I have a DataFrame called medal. In medal, there is a column called 'event_gender', which has 4 unique values (men, women, open, and mixed). I tried to write a function to get groupby by these unique values.
I want to write for loop for these naming process if possible.
Here is what I could do so far and it is working.
def gender(df, sex):
temp_df = df.loc[df['event_gender']==sex]

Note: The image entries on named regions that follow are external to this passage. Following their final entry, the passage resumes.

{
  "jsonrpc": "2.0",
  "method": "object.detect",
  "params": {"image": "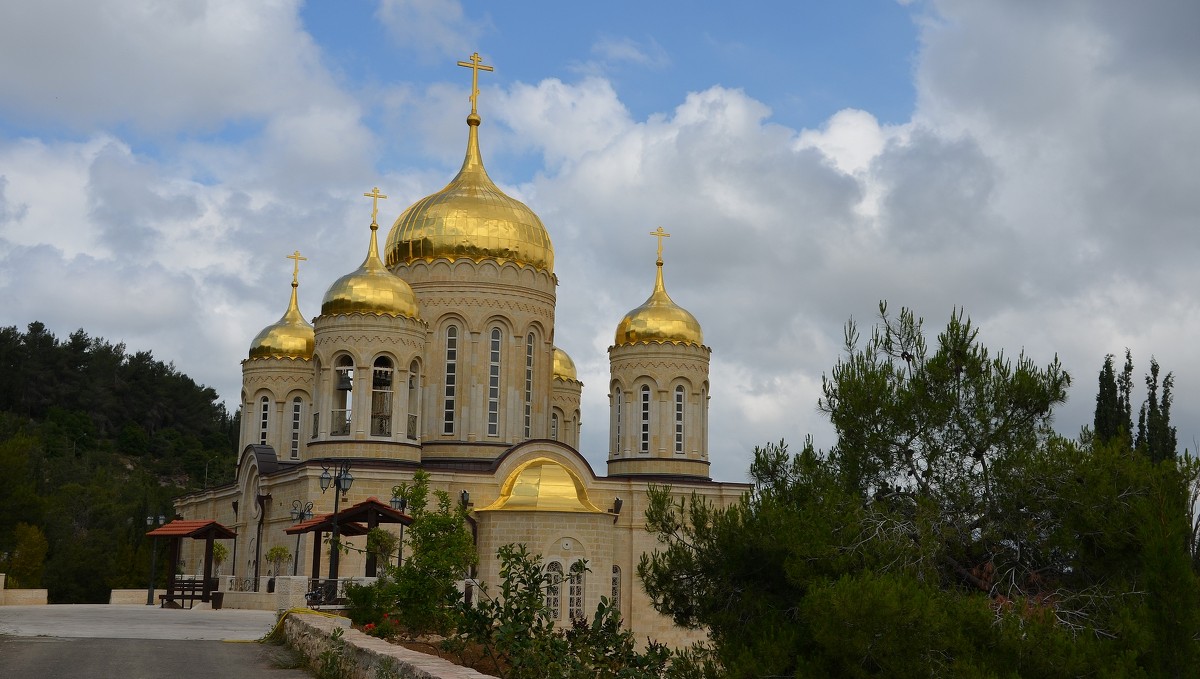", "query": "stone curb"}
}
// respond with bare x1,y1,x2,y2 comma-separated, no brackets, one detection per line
283,612,494,679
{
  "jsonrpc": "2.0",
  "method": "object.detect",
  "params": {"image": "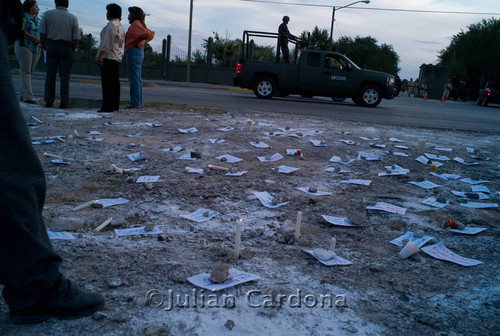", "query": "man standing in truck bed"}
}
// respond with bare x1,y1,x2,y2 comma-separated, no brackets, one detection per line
278,15,297,63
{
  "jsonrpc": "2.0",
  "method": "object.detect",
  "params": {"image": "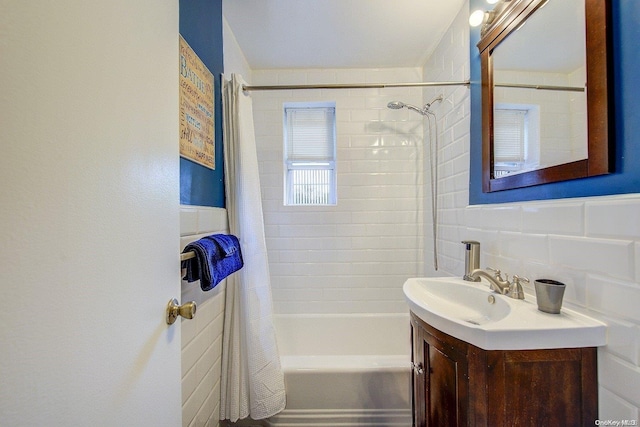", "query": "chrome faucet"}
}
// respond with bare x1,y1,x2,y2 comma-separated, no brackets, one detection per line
469,268,529,299
462,240,480,282
469,268,511,295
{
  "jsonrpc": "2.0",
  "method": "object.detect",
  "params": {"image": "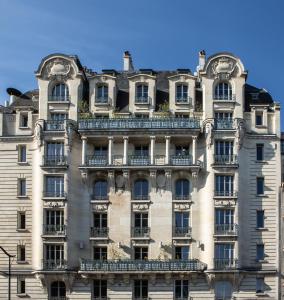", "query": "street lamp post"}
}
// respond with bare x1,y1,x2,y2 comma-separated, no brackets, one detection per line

last_df = temp_df.groupby(['country_3_letter_code', 'medal_type'])['event_gender'].count()
return last_df
Men = gender(medal, 'Men')
Women = gender(medal, 'Women')
Mixed = gender(medal, 'Mixed')
Open = gender(medal, 'Open')
But in the last code here, I am naming every DataFrame separately, is there easier way to name these for Dataframes? For example:
for item in medal['event_gender'].unique():
item = gender(medal, item)
CodePudding user response:
Yes you could just do:
for item in medal['event_gender'].unique():
globals()[item] = gender(medal, item)
But why do this? Maintain your dataframe as it is and work on it with groupings. It is easier that way to do same computations on different groups of the same dataframe rather than doing same computation on different dataframes
CodePudding user response:
If you want to work on each unique items in event_gender column. Then you could use aggregation function on your grouped items like so:
gender_grouping = medal.groupby(['event_gender']).agg({'country_3_letter_code': 'value_counts',
'medal_type': 'value_counts'})
After this you can retrieve your interested event_gender items simply by:
gender_grouping.loc['Men']